スタンフォードの自分を変える教室 (だいわ文庫)

スタンフォードの自分を変える教室 (だいわ文庫)

 

本書は、スタンフォードで行われた講義を書籍化したもの。スタンフォードと冠がついていなければ、本書を手にとらなかったかもしれない。それほどにスタンフォードはブランド化している。とりわけ、「スタンフォード白熱教室」は良かった。 

宣伝の仕方も巧みだ。帯には、「一度きりの人生が最高の人生に変わる講義」とあり、「大教室に殺到した受講生達の『行動』を次々と激変させた」とまである。一体どんなことを教えているのだ!

本書は意志力の講義だ。どうやったら意志をうまく発揮できるのかということがトピックである。本1冊で自分を変えられるほど甘くはないだろうと思うけれど、この手の本は何かしらの気づきが得られるので読んで損はない。

驚いたのが睡眠の話。睡眠が足りないと意志力が低下するという。ここまでは言われなくても推測できそうだ。しかし、週の前半にしっかりと眠っておけば、後半に寝不足になっても大丈夫という結果があるという。信じがたいが、寝だめでも睡眠不足の影響を補えるというのだ。

そして、意志力には限度があり、使い果たすと意志力が働かなくなるという。その例としてダイエットをしている人は浮気をしやすくなるというのだ。ダイエットに対して意志力を使い切ってしまい、誘惑に対して意志力を発揮できなくなるのだそうだ。パートナーがダイエットをし始めたら、要注意だ。痩せて魅力的になりつつ、あなたの元を去っていくかもしれない。

また、何かを考えないようにしようとすればするほどそのことを考えてしまうというのも面白い。考えないようにすればするほど、そのことが大事なことだと脳が認識してしまうのだ。よって、ダイエットも効果がないのだという。食べてはいけないものを意識すればするほど、それらを食べてしまい、結局体重を増やしてしまうのだ。この章は、「絶対に読まないで」というタイトルがつけられている。立ち読みをしていたら、この章だけを読んだと思う。

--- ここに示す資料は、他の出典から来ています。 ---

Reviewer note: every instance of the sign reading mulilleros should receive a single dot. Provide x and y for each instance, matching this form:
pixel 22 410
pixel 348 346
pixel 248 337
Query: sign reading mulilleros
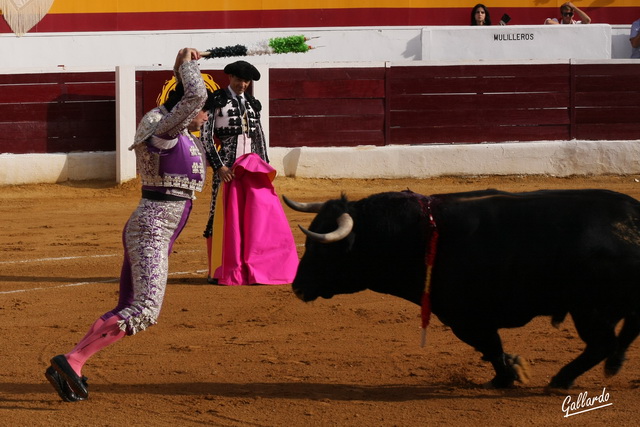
pixel 23 15
pixel 512 37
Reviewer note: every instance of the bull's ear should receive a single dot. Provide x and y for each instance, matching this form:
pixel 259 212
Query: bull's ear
pixel 303 207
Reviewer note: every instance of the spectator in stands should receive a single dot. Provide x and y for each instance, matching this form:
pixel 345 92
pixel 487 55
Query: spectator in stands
pixel 567 11
pixel 635 39
pixel 480 15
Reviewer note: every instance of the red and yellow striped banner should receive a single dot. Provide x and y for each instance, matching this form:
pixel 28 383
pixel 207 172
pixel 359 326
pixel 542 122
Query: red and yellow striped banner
pixel 147 15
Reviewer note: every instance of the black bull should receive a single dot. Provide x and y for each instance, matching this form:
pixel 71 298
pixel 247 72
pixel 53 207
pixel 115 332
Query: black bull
pixel 501 260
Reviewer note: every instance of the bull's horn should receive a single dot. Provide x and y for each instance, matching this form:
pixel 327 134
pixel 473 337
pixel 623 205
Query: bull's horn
pixel 303 207
pixel 345 225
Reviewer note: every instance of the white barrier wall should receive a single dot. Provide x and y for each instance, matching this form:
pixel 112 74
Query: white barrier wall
pixel 522 42
pixel 41 52
pixel 142 49
pixel 554 158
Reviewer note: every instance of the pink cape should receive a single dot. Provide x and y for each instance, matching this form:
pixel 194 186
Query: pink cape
pixel 257 245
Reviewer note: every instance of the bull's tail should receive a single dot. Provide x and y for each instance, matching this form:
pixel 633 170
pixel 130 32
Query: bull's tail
pixel 629 332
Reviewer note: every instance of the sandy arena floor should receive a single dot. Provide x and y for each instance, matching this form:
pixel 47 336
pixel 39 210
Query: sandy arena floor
pixel 257 356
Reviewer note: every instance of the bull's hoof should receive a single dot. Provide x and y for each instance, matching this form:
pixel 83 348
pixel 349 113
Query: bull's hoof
pixel 520 367
pixel 555 391
pixel 500 382
pixel 559 384
pixel 613 365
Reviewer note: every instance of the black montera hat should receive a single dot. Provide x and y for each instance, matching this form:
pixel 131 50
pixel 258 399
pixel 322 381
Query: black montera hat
pixel 243 70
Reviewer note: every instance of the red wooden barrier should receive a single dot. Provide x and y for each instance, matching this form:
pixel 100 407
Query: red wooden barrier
pixel 58 112
pixel 319 107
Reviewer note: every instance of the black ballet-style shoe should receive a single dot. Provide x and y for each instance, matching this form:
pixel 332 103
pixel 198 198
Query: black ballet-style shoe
pixel 77 384
pixel 61 386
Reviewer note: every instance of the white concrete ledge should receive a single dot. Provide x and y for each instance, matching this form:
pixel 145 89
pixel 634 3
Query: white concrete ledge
pixel 59 167
pixel 554 158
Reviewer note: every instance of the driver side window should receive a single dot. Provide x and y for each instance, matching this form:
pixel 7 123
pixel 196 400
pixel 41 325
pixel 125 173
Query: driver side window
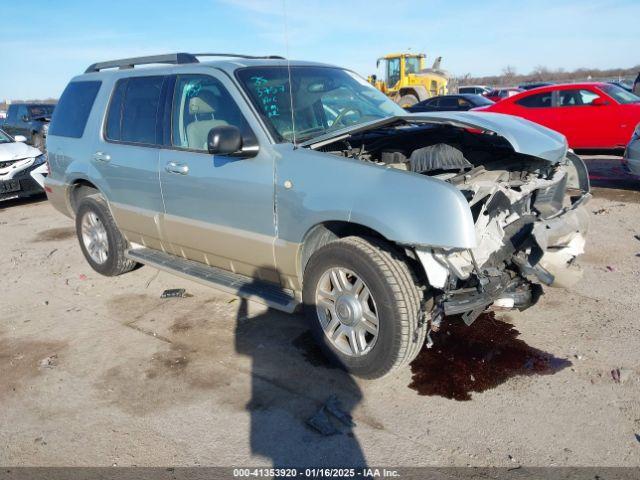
pixel 201 103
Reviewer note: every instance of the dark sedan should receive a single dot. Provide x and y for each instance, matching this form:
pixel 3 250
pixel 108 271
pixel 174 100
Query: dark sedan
pixel 448 103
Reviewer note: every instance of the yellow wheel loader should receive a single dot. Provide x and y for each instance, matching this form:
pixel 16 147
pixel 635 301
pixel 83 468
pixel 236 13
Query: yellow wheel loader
pixel 407 79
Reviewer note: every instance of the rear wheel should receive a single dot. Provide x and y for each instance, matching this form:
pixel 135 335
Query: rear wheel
pixel 101 242
pixel 364 306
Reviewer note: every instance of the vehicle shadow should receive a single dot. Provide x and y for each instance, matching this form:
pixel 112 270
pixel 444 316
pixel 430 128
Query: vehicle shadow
pixel 608 172
pixel 286 393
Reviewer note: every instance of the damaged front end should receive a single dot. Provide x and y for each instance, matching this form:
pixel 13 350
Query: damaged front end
pixel 530 227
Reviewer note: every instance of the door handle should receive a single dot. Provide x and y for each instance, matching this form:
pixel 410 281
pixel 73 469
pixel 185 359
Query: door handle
pixel 179 168
pixel 101 157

ちなみに、だったらダイエットは出来ないのかというとそうでもなくて、一応のアドバイスも書かれている。それが気になる人は本書を読んでいただきたいが、読まなくてもまったく問題はない。

本書は翻訳書であるけれど、翻訳しているものだと感じさせない。元々日本人が書いたものであるのかようだ。それほどに、自然な日本語になっている。300ページほどの本だが、ページ当たりの文字数も少ない気がする。そして本書には、意志力を有効に使い自分を変えられる可能性が秘められているのだ。読んだら最高の自分になってしまうかも。けれど、読まなくても、もちろん大丈夫だ。